Pratiquement, dans l’exemple pris ici en considération, il s’agissait d’aborder la question des difficultés vécues dans et du fait de l’immigration dans nos pays. Le sujet ne fut pas abordé suite à une ou des rencontres de témoins ou d’experts de cette question, ni suite à une lecture partagée d’essais sur la question ou de documents statistiques à son propos. Il le fut, dans un premier temps, par la lecture individuelle de romans, suivi d’un partage en groupe des impressions et des analyses personnelles, avec ce que le concept même de « roman » a de distanciation suffisante avec la vie réelle.


Outre que la satisfaction des participants ne soit pas à ignorer dans l’évaluation d’un tel exercice organisé dans une perspective d’éducation permanente, il nous est apparu qu’il apportait un espace de liberté particulier et inédit.


En effet, il est apparu, et de manière de plus en plus claire au fil des rencontres du groupe [1] , que la fiction libérait la réflexion des vécus trop immédiats des participants, mais aussi de l’actualité.


Double avantage donc :

  • une approche concrète et vécue par rapport aux démarches théoriques ;
  • une lecture non affectée par l’affectivité qui imprègne toute relation personnelle au réel.


Le mécanisme en est que, libérés, et de la théorie, et de l’implication personnelle directe ou indirecte dans le réel, les éléments partagés à propos d’une fiction, et donc d’un imaginaire, se sont fécondés de manière beaucoup moins conflictuelle, même inconsciemment, que lorsque les éléments débattus impliquent les participants dans le concret quotidien.
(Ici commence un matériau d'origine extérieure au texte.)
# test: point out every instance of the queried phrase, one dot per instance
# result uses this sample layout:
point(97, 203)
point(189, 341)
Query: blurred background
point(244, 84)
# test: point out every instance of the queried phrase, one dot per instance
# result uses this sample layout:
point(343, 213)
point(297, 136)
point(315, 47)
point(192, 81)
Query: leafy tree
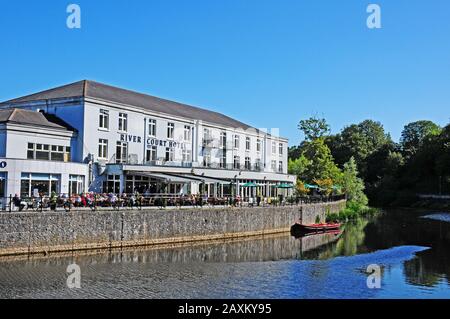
point(415, 134)
point(321, 164)
point(298, 166)
point(352, 184)
point(300, 188)
point(314, 128)
point(325, 184)
point(358, 141)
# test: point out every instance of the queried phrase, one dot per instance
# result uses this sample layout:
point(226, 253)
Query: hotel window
point(104, 120)
point(102, 149)
point(187, 133)
point(170, 154)
point(121, 152)
point(112, 184)
point(236, 141)
point(57, 153)
point(223, 139)
point(30, 151)
point(76, 184)
point(42, 152)
point(31, 184)
point(273, 165)
point(152, 154)
point(258, 164)
point(247, 163)
point(280, 167)
point(170, 130)
point(206, 137)
point(48, 152)
point(236, 162)
point(206, 160)
point(186, 155)
point(152, 127)
point(123, 122)
point(223, 160)
point(247, 143)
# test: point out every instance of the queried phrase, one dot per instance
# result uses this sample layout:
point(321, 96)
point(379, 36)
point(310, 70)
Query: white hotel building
point(88, 136)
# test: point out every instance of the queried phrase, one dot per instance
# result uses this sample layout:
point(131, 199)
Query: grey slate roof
point(20, 116)
point(105, 92)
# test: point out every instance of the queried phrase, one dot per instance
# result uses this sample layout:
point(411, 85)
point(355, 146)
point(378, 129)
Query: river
point(413, 254)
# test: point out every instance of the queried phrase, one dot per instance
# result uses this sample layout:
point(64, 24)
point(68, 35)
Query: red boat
point(315, 227)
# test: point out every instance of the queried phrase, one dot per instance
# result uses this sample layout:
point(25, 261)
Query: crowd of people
point(94, 200)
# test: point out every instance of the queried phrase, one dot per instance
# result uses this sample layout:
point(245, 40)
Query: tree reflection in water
point(392, 229)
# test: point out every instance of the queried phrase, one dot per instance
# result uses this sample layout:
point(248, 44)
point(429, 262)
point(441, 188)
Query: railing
point(137, 201)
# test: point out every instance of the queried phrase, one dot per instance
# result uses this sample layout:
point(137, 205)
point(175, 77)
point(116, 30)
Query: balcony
point(132, 160)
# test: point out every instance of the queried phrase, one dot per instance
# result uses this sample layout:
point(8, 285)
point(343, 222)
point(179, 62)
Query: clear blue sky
point(267, 63)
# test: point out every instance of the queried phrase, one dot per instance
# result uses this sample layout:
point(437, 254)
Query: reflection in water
point(413, 253)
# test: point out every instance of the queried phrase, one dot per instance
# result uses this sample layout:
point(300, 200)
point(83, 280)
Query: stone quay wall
point(46, 232)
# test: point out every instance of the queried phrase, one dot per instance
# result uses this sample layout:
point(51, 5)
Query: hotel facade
point(88, 136)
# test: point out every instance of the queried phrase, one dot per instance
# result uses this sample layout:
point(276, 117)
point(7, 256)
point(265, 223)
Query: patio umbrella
point(249, 185)
point(285, 186)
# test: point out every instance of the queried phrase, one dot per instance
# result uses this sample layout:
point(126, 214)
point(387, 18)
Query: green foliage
point(352, 212)
point(415, 134)
point(358, 141)
point(352, 185)
point(298, 166)
point(321, 164)
point(314, 128)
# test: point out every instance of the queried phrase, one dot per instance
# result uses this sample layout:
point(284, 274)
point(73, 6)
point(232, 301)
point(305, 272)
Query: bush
point(353, 211)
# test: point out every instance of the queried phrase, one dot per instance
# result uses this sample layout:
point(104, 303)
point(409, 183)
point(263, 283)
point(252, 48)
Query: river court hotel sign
point(152, 141)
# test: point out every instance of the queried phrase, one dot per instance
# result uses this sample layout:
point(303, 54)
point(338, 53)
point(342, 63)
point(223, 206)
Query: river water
point(413, 254)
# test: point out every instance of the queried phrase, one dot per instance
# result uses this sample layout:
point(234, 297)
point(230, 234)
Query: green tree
point(352, 184)
point(314, 128)
point(415, 134)
point(321, 165)
point(298, 166)
point(358, 141)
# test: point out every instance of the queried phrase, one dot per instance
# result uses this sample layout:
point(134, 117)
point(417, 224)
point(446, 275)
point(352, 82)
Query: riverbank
point(352, 211)
point(48, 232)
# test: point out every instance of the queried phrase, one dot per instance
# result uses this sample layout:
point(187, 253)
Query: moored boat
point(315, 227)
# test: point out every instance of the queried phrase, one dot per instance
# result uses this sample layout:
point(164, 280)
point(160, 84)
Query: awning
point(285, 186)
point(249, 185)
point(165, 177)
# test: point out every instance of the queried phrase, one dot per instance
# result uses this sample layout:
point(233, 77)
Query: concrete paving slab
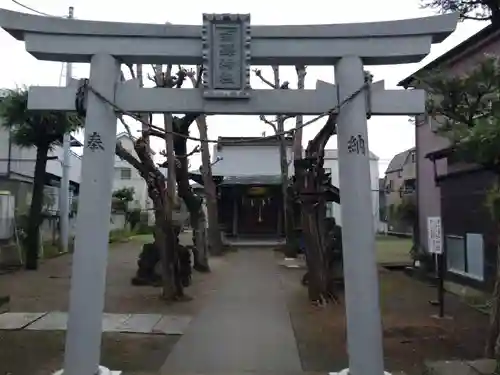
point(53, 321)
point(172, 325)
point(244, 327)
point(18, 320)
point(139, 323)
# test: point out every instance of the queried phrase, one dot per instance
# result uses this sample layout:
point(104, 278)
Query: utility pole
point(64, 188)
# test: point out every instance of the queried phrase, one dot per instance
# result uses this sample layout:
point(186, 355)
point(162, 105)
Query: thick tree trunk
point(32, 244)
point(214, 234)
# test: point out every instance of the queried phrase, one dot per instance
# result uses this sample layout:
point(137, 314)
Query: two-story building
point(400, 179)
point(452, 190)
C’est en cela que le fruit éventuel de formation d’une série télévisée telle que « Plus Belle la Vie » nous est apparu, au moins en termes d’hypothèse. En effet, les questions abordées - les thématiques s’y succèdent su gré des méandres du récit : mensonge et vérité, racisme et accueil de la différence, malhonnêteté et intégrité, égoïsme et solidarité, rumeurs et respect d’autrui, manipulation ou information par les médias ... -, sont de l’ordre du réel et du vécu quotidien de chacun et de chacun d’entre nous mais, dans un récit fictif qui bien que collant à notre quotidien, nous en distancie de manière absolue.


Cela ouvre-t-il, au sein des couples et des familles, dans les dialogues - si tant est bien sûr qu’ils existent- des espaces de liberté de paroles parce que suffisamment concrets et immédiats, en même temps que détachés d’implications directement personnelles ?


L’expérience, à nos yeux positive, de l’apport d’une approche d’un thème par le biais du roman, nous a fait regarder « Plus Belle la Vie » avec un autre regard, celui d’une association préoccupée de formation permanente. Cet autre regard nous a conduit à nous interroger si, à travers une telle série, le rôle de « service public » de l’audiovisuel français n’avait pas été rempli bien plus qu’il n’y pourrait paraître à première vue [2] .

 

 


[1] Sept rencontres : la première pour que les participants circonscrivent bien le processus et les objectifs de la démarche, et les six autres, consacrées, deux à deux, à un roman - soit trois au total donc -, une première centrée essentiellement sur les impressions de lecture, une seconde aux analyses croisées des impressions partagées au cours de la première, sur bases de trois ou quatre questions choisies et formulées par le groupe en conclusion de la première.